Questions about Dataset.map()

I encountered a problem when I used ‘map()’ for data preprocessing, my preprocessing function returned a 4d numpy.ndarray, but when I used the ‘map()’ function, I printed ‘dataset.features’, and found that the features in the column ‘image’ were not a 4d numpy.ndarray but a nested Sequence, and if I promised that a certain sample’s shape, there will be an error: List has no attribute shape
Here is the snap of my code and output of dataset.features

dataset.features

{‘flair_path’: Value(dtype=‘string’, id=None), ‘t1ce_path’: Value(dtype=‘string’, id=None), ‘seg_path’: Value(dtype=‘string’, id=None), ‘label’: Value(dtype=‘int64’, id=None), ‘image’: Sequence(feature=Sequence(feature=Sequence(feature=Sequence(feature=Value(dtype=‘float32’, id=None), length=-1, id=None), length=-1, id=None), length=-1, id=None), length=-1, id=None)}

Maybe you can use the Array4D feature type instead ?

1 Like

I followed your advice, I artificially defined the type of ‘image’ to be Array4D, and when I print the features of dataset, the features of image is indeed Array4D, but the problem is that when I try to print the dataset[0][‘image’].shape, it still throws the same error,: List has no attribute ‘shape’

Can you share the stack trace ?

Sure.

Exception has occurred: AttributeError
‘list’ object has no attribute ‘shape’
File “/root/autodl-tmp/dataset/dataset.py”, line 90, in
print(dataset[0][‘image’].shape)
AttributeError: ‘list’ object has no attribute ‘shape’

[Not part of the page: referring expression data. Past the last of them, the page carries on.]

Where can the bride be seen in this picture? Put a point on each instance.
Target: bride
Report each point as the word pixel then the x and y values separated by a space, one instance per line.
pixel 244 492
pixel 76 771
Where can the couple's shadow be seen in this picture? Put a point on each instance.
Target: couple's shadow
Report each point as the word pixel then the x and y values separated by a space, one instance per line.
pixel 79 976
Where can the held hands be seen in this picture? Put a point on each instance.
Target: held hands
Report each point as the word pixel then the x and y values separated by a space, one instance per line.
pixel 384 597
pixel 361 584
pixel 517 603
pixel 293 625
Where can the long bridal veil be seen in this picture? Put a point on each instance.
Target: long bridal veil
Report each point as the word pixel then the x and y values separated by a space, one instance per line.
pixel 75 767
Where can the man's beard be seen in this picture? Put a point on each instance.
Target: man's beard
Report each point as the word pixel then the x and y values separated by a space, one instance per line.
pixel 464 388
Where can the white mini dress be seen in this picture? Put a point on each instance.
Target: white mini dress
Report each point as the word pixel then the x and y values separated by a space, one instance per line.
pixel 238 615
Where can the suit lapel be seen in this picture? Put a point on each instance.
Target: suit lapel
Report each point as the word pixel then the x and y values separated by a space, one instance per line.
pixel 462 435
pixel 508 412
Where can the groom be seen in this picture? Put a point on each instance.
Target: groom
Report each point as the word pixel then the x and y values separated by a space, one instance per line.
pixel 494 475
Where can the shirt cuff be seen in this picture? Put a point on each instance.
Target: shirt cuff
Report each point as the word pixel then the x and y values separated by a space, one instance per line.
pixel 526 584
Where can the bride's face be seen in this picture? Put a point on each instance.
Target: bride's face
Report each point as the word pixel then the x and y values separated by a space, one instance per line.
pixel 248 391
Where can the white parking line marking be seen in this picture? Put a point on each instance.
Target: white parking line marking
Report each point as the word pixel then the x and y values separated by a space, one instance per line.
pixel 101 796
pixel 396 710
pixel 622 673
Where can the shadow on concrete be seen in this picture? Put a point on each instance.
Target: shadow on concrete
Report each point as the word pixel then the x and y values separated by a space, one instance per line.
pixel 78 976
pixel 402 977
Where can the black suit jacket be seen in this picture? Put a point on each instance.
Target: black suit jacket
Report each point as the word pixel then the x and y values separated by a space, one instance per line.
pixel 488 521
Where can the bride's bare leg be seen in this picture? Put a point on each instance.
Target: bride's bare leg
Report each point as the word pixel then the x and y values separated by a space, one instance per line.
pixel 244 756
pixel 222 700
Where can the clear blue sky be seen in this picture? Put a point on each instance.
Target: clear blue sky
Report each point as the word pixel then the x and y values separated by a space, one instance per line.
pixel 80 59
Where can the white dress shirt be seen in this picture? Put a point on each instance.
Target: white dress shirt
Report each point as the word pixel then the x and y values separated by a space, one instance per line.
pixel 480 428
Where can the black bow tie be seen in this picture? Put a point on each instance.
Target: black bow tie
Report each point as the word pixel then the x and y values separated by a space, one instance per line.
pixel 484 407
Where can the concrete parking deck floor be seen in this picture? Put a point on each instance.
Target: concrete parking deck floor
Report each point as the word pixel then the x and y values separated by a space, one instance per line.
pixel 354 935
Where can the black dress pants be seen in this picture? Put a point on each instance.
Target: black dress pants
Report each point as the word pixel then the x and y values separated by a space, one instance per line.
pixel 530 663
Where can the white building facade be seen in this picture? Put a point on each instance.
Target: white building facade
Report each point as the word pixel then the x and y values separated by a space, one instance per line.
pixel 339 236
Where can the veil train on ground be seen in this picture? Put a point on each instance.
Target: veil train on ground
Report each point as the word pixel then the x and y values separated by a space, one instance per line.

Another interesting point is that when I add the following lines of code:

The output looks like this:

<class 'list'>
Image saved to /root/autodl-tmp/dataset/first_image.npy
Loaded image shape: (16, 160, 160, 2)

I see ! You’re getting pythons lists which is the default behavior, while you want to get numpy arrays

To get numpy arrays you can change the dataset format to “numpy”:

dataset = dataset.with_format("numpy")

now all the examples will be returned as numpy arrays :slight_smile:

That works. Thank you so much for your patience!